Davitt Moroney

Davitt Moroney (born 23 December 1950), is a British-born and educated musicologist, harpsichordist and organist. His parents were of Irish and Italian extraction – his father was an executive with the Anglo-Dutch Unilever conglomerate. From 1968 onward, he undertook his undergraduate and graduate studies in musicology at King's College London, the faculty of which was headed by Thurston Dart, a great influence on the world of early music. Moroney later pursued advanced harpsichord studies with Kenneth Gilbert and Gustav Leonhardt. Moroney also holds performance and teaching diplomas (1974) from the Royal Academy of Music and the Royal College of Music. After earning his PhD in musicology from the University of California, Berkeley in 1980 with a thesis on the music of Thomas Tallis and William Byrd, he returned to Paris and worked mainly as a freelance performer until returning to the United States to serve on the faculty at UC Berkeley in 2001.[1]
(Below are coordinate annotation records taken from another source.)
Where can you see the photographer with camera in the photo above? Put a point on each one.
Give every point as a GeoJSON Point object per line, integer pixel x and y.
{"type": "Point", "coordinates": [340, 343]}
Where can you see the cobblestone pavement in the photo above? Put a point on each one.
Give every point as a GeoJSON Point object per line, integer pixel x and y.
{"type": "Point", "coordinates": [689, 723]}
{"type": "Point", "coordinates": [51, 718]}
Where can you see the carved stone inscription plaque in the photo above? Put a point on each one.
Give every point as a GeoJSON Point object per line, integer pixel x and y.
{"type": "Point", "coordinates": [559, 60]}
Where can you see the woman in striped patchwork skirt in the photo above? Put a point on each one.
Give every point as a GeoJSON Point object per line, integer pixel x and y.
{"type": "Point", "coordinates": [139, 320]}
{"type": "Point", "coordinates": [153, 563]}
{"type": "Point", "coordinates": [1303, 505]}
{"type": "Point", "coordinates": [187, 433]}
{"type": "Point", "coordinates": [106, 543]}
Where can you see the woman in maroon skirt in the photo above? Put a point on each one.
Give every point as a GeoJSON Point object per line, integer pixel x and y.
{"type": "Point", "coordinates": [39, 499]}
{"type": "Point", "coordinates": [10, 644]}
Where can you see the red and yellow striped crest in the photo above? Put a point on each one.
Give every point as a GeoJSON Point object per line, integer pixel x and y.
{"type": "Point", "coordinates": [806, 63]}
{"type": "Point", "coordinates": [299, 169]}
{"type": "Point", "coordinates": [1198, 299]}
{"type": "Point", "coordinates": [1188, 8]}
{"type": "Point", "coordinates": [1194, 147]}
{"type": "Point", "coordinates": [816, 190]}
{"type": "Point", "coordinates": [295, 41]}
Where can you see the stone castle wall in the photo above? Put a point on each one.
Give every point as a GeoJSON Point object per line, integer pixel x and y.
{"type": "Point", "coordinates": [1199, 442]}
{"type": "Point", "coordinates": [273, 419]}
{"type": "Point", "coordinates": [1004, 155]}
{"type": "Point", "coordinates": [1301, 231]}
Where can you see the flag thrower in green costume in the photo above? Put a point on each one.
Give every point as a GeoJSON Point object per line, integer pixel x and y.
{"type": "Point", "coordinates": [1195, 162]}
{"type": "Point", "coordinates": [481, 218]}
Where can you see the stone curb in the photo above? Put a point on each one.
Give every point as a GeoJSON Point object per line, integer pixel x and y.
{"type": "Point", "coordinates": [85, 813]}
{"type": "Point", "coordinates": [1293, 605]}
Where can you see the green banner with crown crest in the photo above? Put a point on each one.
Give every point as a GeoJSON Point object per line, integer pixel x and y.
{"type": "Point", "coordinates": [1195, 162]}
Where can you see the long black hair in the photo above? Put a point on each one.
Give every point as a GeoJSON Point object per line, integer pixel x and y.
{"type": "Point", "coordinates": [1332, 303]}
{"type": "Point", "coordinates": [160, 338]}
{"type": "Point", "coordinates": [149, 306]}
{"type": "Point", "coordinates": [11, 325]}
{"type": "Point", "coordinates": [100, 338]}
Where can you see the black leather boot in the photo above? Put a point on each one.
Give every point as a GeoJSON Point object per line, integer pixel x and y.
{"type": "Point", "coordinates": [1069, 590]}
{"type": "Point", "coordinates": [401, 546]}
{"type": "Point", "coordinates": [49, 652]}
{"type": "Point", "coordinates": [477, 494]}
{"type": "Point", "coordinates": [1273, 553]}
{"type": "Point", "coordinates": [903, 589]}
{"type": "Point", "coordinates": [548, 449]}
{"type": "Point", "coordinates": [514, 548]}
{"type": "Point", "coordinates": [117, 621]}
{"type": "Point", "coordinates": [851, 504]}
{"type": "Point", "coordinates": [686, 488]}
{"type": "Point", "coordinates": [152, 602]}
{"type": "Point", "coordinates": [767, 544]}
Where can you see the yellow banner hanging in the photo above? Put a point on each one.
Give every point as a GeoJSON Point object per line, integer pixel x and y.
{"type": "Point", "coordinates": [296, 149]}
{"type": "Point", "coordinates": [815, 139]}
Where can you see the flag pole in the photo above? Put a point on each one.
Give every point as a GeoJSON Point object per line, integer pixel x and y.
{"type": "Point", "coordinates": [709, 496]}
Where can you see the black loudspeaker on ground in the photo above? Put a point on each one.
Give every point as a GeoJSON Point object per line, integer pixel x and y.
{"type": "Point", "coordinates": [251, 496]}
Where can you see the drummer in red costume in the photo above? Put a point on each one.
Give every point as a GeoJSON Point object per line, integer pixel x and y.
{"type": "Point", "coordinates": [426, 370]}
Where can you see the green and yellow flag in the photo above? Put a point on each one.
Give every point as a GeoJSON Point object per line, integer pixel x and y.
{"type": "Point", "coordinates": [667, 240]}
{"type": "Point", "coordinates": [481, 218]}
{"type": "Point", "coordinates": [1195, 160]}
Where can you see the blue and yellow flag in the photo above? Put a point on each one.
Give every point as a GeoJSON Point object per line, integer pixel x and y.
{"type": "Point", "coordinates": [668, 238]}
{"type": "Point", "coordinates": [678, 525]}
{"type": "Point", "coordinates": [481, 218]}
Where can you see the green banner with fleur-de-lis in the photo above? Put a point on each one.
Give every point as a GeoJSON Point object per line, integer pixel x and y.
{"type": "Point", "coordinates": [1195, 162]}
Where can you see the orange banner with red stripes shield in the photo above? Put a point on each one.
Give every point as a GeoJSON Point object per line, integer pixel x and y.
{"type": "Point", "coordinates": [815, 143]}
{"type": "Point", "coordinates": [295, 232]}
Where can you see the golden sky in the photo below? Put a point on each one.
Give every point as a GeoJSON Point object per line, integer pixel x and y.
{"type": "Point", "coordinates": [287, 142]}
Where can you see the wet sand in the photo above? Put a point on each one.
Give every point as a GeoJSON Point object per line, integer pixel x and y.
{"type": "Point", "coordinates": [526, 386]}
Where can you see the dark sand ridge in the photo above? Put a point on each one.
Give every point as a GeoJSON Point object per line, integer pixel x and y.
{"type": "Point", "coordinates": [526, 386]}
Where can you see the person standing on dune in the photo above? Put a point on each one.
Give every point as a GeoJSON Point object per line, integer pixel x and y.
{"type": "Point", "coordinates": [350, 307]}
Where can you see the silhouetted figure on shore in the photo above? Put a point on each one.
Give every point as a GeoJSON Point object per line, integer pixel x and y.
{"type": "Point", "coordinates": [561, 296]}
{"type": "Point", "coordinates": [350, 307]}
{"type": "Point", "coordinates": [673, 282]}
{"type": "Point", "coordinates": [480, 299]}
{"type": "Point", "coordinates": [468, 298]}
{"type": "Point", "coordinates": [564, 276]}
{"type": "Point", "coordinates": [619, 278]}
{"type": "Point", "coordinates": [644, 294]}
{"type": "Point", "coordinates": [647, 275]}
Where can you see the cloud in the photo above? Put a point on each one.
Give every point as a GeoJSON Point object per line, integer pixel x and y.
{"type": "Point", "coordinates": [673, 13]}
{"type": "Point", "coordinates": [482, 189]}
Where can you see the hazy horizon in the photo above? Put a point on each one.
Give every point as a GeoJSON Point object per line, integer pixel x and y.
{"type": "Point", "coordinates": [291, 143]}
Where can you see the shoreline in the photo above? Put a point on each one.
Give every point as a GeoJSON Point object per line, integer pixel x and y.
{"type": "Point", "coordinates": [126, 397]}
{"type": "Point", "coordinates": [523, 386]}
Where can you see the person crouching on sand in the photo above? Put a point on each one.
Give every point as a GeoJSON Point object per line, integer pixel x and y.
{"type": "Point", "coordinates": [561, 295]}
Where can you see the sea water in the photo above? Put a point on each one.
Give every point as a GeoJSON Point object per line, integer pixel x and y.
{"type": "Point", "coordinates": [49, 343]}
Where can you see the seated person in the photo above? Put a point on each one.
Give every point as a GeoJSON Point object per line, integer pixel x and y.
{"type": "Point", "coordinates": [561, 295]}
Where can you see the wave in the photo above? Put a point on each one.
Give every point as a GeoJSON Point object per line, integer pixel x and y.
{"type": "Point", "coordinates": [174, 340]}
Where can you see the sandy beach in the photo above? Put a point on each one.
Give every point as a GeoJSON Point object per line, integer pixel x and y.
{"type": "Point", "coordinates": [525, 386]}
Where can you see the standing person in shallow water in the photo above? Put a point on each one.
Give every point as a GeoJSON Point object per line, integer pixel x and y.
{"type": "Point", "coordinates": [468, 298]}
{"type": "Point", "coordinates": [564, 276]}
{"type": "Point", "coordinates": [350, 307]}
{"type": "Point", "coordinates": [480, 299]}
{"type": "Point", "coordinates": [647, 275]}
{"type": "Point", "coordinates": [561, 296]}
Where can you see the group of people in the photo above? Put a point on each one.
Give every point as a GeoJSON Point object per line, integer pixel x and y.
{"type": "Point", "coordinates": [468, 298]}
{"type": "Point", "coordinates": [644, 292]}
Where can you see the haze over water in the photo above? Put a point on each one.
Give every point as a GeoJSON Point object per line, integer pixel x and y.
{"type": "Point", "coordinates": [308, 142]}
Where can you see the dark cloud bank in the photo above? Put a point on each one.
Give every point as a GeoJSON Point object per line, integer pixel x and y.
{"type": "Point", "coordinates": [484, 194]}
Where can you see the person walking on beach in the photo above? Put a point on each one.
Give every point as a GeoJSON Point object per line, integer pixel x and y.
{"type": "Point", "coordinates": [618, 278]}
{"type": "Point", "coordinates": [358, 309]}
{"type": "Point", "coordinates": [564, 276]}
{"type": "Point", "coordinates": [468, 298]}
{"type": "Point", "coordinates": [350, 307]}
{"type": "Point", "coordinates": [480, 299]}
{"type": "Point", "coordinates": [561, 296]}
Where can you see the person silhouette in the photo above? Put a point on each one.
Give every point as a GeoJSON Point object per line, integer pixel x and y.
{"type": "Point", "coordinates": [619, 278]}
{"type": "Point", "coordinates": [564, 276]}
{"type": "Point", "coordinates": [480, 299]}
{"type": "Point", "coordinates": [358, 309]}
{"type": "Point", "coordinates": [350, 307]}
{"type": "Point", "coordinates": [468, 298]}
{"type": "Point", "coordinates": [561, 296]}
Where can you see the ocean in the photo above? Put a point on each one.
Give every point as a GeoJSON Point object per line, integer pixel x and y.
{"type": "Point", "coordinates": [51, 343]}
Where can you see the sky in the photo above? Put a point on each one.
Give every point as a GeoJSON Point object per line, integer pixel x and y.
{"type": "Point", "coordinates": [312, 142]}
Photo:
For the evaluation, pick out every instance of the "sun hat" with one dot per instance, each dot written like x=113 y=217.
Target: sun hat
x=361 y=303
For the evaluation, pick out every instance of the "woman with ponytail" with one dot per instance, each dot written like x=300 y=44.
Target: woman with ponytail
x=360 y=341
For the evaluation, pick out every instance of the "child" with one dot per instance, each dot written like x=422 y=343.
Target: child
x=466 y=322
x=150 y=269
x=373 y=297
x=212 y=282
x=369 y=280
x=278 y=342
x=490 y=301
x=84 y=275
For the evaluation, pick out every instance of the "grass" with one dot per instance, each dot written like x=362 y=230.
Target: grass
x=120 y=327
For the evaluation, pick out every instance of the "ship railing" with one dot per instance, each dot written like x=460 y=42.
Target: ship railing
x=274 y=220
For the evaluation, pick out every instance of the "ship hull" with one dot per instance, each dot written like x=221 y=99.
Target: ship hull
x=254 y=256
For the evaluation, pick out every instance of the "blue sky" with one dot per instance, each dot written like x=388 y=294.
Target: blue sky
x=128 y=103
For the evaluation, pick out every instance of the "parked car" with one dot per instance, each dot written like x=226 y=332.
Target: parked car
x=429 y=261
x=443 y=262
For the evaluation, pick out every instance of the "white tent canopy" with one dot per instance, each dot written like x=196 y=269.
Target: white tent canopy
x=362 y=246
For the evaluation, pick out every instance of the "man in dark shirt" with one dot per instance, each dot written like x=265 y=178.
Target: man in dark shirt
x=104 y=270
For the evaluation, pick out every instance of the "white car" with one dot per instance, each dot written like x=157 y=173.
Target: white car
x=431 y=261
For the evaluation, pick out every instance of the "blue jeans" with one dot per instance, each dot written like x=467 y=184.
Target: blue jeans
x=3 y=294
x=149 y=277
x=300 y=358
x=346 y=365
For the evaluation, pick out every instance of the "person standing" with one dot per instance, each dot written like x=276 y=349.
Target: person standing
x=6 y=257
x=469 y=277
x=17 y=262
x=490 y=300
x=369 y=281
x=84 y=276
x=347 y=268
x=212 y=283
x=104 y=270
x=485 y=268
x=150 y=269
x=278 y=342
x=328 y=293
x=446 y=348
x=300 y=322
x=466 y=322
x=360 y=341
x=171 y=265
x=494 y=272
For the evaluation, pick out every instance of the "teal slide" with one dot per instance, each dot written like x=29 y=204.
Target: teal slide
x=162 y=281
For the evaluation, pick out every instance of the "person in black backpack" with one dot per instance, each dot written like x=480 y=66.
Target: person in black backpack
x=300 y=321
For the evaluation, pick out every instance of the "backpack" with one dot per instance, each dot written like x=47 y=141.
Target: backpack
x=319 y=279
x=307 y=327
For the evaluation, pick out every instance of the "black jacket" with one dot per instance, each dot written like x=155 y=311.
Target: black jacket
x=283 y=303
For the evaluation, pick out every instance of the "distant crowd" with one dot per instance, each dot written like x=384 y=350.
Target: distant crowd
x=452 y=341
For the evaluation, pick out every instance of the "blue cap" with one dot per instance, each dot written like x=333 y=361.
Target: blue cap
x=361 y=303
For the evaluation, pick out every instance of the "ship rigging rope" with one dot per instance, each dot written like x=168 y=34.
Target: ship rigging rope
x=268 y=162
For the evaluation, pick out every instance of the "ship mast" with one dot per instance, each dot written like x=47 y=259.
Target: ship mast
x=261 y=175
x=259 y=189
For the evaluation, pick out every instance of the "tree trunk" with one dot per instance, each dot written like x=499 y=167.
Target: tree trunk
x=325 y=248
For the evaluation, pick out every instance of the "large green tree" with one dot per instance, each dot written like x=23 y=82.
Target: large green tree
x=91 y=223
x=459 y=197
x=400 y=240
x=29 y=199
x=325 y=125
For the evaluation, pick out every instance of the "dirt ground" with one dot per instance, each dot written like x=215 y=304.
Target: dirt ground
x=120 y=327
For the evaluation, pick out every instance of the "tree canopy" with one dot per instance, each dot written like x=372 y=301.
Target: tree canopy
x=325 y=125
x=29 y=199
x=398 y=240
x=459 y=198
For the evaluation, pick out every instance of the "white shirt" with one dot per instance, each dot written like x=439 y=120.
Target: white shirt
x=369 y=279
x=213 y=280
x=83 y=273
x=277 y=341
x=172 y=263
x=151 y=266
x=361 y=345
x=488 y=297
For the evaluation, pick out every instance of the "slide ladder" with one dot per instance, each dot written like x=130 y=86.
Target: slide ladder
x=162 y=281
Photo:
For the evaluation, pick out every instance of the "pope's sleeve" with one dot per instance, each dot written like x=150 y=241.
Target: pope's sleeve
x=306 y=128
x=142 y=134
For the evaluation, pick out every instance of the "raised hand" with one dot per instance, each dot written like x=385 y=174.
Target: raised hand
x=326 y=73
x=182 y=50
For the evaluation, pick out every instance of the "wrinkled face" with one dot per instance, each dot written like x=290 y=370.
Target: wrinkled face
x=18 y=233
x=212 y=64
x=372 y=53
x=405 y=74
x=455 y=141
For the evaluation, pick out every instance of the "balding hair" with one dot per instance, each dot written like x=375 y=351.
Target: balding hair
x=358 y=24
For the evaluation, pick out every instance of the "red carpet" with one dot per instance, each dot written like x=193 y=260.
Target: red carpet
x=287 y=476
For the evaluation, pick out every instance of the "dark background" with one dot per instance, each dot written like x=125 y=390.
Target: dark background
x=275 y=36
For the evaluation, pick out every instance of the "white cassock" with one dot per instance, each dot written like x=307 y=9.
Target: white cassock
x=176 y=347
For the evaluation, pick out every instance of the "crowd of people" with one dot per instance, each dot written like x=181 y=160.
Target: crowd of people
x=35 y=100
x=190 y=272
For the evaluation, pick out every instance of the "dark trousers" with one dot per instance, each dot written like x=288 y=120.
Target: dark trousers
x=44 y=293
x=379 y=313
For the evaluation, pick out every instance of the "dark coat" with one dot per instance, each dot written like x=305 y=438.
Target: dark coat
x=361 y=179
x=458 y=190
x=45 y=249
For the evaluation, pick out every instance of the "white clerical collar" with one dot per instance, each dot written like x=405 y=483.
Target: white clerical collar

Davitt Moroney, on the day of his recital in La Hulpe, Belgium, on 17 June 2011

He has given the first modern performances of much repertoire; the Livre de tablature de Clavescin by Marc Roger Normand Couperin of Turin, whose works he identified in 1997, the complete organ works of Louis Couperin and a newly discovered autograph manuscript of harpsichord music by Henry Purcell.

He has recorded Bach, Biber, Couperin, and others. He won the 2000 Gramophone Early Music award for his recording of the complete keyboard music of William Byrd (see also: My Ladye Nevells Booke and The Fitzwilliam Virginal Book), published on Hyperion Records, which he performed on harpsichord, chamber organ, church organ, clavichord, and muselar.

He has published critical editions of the work of various baroque composers, including a keyboard edition (and his own recording) of Johann Sebastian Bach's The Art of Fugue that contains his own completion of the final unfinished fugue. He has also rediscovered the 40 and 60 part mass Missa sopra Ecco sì beato giorno by Alessandro Striggio, lost since the 17th century, of which he conducted what he believed to be the first performance since the 16th century on 17 July 2007 at the BBC Proms in London.[2]

Until 2001, he was also director of Éditions de l'Oiseau-Lyre, the French-Australian music publishing company which sold its LP business to Decca Classics in 1970.